This story was written by Indira Dammu, Indiana Daily Student
Last week, on a rather cold and bleary Saturday, around 250 Indiana University students and community members gathered at the downtown square to protest the passage of Proposition 8, a California initiative that redefines marriage as between a woman and man. I was one of them.
Im not gay, and I dont have a personal stake in equal marriage rights, but it felt good to support my gay and lesbian friends. It also seemed important to make my presence known after the recent bad blood between the GLBT and minority communities. Specifically, Californias exit polls indicate that about 70 percent of blacks voted for the proposition.
This disappointing number shocked many in the GLBT community, since they thought one marginalized group would stand in solidarity with another. After all, it was not too long ago that archaic notions of marriage and bigotry prevented blacks from marrying whites. However, this was not to be.

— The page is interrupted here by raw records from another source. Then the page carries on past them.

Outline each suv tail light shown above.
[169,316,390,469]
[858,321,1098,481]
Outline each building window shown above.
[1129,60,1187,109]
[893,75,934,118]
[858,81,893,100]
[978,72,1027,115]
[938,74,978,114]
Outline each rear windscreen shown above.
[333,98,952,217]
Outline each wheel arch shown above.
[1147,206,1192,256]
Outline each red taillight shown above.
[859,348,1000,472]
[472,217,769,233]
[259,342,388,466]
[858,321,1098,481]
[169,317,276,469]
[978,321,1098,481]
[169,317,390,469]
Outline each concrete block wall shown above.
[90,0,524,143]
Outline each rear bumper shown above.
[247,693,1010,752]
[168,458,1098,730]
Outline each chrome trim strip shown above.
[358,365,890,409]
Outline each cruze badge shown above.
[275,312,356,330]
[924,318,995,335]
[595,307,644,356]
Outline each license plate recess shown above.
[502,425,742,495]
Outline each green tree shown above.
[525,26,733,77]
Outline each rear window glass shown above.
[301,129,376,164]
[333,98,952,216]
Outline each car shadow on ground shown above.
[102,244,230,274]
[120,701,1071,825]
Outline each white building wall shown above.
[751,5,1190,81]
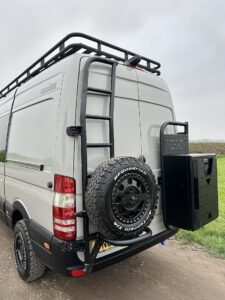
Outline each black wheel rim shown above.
[112,174,150,224]
[14,232,26,270]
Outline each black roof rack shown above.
[0,32,161,99]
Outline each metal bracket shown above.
[66,126,82,137]
[75,210,87,218]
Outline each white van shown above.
[0,33,218,281]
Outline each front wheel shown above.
[13,220,45,282]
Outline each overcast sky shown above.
[0,0,225,139]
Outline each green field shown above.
[176,156,225,259]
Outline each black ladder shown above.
[80,56,118,266]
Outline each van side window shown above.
[0,115,9,162]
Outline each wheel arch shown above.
[11,199,30,229]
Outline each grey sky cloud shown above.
[0,0,225,139]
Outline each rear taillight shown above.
[53,175,76,240]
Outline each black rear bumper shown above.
[28,220,177,276]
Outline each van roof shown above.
[0,32,161,99]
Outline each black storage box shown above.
[163,154,218,230]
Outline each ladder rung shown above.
[87,87,112,95]
[87,143,112,148]
[86,115,111,120]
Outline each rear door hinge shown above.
[66,126,82,137]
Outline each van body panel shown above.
[0,91,15,212]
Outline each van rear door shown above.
[74,57,141,244]
[137,70,174,235]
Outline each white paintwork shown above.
[0,54,174,258]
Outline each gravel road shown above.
[0,221,225,300]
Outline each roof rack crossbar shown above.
[0,32,161,99]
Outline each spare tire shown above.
[85,157,158,240]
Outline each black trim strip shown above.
[6,160,44,171]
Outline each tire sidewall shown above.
[105,165,155,235]
[13,222,30,281]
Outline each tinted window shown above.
[0,115,9,162]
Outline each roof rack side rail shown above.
[0,32,161,99]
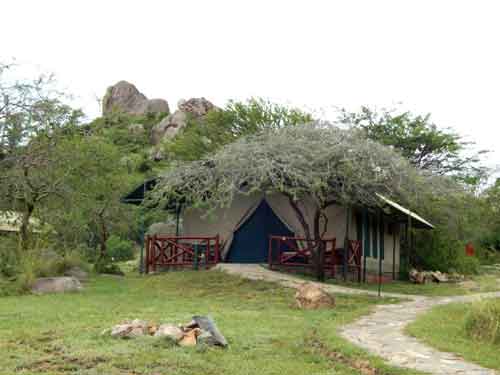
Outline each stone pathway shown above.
[216,264,500,375]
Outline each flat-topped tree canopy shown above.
[122,122,438,227]
[147,123,434,210]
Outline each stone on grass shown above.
[191,315,227,347]
[111,319,149,338]
[64,267,89,282]
[295,283,335,310]
[178,328,201,346]
[154,324,184,342]
[431,271,448,283]
[31,276,83,294]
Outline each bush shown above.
[465,300,500,344]
[416,229,480,275]
[94,259,125,276]
[106,235,134,262]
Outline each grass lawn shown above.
[329,275,500,297]
[406,303,500,370]
[0,271,424,375]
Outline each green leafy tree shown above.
[340,107,486,185]
[0,65,82,249]
[46,133,142,258]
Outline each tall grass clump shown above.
[465,299,500,345]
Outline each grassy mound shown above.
[464,300,500,344]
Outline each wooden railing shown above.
[268,236,336,277]
[268,236,362,281]
[145,235,220,273]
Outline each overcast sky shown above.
[0,0,500,173]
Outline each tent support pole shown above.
[362,207,370,283]
[342,206,351,281]
[139,183,146,274]
[392,225,399,280]
[378,211,385,297]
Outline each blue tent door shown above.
[226,199,294,263]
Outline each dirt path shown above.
[216,264,500,375]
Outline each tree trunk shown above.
[19,203,35,251]
[98,211,108,260]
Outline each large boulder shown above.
[295,283,335,310]
[31,276,82,294]
[154,324,184,342]
[151,98,216,145]
[102,81,169,115]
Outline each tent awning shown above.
[0,211,40,233]
[375,193,434,229]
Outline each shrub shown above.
[465,300,500,344]
[94,259,125,276]
[106,235,134,262]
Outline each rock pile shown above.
[408,268,464,284]
[102,81,170,115]
[107,316,228,347]
[151,98,216,159]
[295,283,335,310]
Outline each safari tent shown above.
[122,179,432,279]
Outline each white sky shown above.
[0,0,500,173]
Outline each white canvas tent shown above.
[0,211,40,232]
[122,179,432,275]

Instead, blame was heaped on No on Proposition 8 activists for failing to do outreach among black churches and other minority outlets. For the record, no group should have to beg another group for equal rights, particularly when one of those groups knows exactly what it means to be a second-class citizen. Nobody should have to justify their love or commitment to the rest of society. To suggest otherwise is ridiculous.

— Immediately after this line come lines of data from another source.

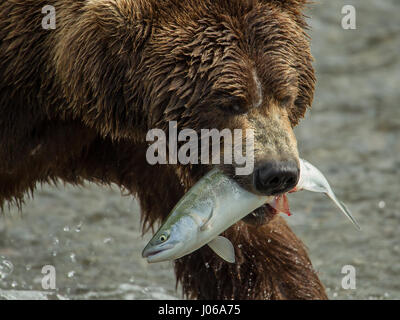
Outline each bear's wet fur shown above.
[0,0,327,299]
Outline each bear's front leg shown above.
[175,216,327,299]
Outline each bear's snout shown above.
[253,160,300,195]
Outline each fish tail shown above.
[326,193,361,230]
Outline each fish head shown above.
[142,216,198,263]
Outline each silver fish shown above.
[142,159,359,263]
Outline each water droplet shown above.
[103,238,113,244]
[75,222,83,232]
[67,270,75,279]
[0,256,14,280]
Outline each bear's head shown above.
[54,0,315,199]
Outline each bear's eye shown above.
[221,103,248,115]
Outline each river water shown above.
[0,0,400,299]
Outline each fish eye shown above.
[158,234,168,242]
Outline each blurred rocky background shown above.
[0,0,400,299]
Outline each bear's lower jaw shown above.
[242,204,277,227]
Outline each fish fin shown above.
[200,208,214,231]
[326,192,361,230]
[208,236,235,263]
[269,194,292,216]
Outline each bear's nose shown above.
[253,160,300,195]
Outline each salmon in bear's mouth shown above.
[244,194,292,224]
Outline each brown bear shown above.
[0,0,326,299]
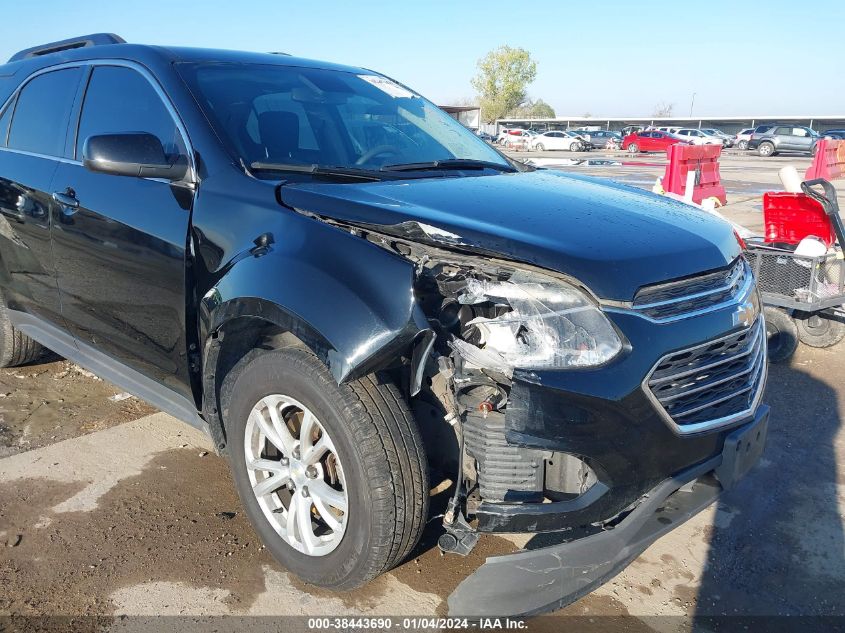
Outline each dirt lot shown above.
[0,354,155,457]
[0,153,845,631]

This anger, while palpable at the rally, can only aid us for so long. At some point, we have to move beyond all the challenges and look forward. Court battles will be waged and articles bemoaning Proposition 8 will be written. This isnt enough.

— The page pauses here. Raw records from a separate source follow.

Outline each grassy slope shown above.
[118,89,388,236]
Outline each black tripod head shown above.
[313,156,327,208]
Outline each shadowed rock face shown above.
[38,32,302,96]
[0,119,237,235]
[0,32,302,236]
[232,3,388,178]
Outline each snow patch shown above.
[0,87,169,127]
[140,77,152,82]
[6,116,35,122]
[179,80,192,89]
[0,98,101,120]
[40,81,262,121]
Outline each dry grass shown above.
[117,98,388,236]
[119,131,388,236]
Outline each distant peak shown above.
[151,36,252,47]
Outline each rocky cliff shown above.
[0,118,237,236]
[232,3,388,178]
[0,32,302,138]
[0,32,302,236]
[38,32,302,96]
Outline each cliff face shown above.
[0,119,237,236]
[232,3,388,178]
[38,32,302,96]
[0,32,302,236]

The GLBT community is afforded a unique opportunity to demonstrate that they arent faceless entities leading unproductive lives. Strength is in numbers and protesting constructively is necessary. I recommend taking a page out of the Mormons play book. Since August, the Mormon community has contributed more than $17.67 million to protecting marriage, according to an Oct. 22 article from advocate.com, the online version ofthe GLBT newsmagazine.
The influence that money wields is powerful and various gay activists are proposing a boycott of businesses that gave political contributions to the passage of Proposition 8. Several online databases list political contributions by state and others list more gay-friendly businesses.
There are some conservatives, particularly Christians, who will argue that targeting local businesses for political donations reeks of McCarthyism. The reasoning here is that businesses should not be punished for supporting a cause dear to them. Of course, these same people conveniently forget their boycott of national businesses like McDonalds, Ford Motor Co. and P&G for their promotion of the homosexual agenda.
But there is a larger issue here. People who actively choose to deny equal marriage rights arent just espousing a political view. Indeed, such individuals are supporting bigotry and they must be held accountable.
To be sure, this isnt about retribution or exacting revenge. Businesses should act responsibly and when they refuse to acknowledge customer equality, we can just take our money elsewhere.